To address this disparity these changes have been announced:
  • Beginning on February 24, 2021, those businesses with more than 20 employees will be omitted from participating in the PPP program for a two-week period in order to keep the focus on smaller, previously overlooked companies. 
  • There will be permanent changes to the loan calculation formula as it applies to independent contractors in order to increase their payouts.
  • The application procedures will be changed to make it easier for non-citizen business owners who are legal residents of the United States to receive loans.
  • The rules that kept borrowers with past felony convictions and people who have defaulted on student loans from applying will be eliminated.

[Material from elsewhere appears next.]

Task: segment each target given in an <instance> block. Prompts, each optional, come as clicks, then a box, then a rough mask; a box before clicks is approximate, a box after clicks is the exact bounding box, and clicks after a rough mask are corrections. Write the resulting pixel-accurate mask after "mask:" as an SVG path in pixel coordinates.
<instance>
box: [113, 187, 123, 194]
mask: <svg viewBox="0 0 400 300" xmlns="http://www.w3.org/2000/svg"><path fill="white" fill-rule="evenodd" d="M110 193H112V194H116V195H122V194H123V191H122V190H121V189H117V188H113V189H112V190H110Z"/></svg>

The SBA reported that it approved 1.8 million loans for a total of $133.5 billion through February 18, 2021. Adding in PPP applications submitted to the SBA but not yet processed, the totals grow to nearly $2 million loans for $154.1 billion. The application window for the $284 billion program is scheduled to close on March 31, 2021.
Please note, we will continue to keep you informed as more information is released and questions that arise are clarified. While there has not yet been any word as to whether the program will be extended after March 31, 2021, it is anticipated that the Treasury Department will continue to support the program at least in the short term, while being committed to distributing the funds in a more equitable manner.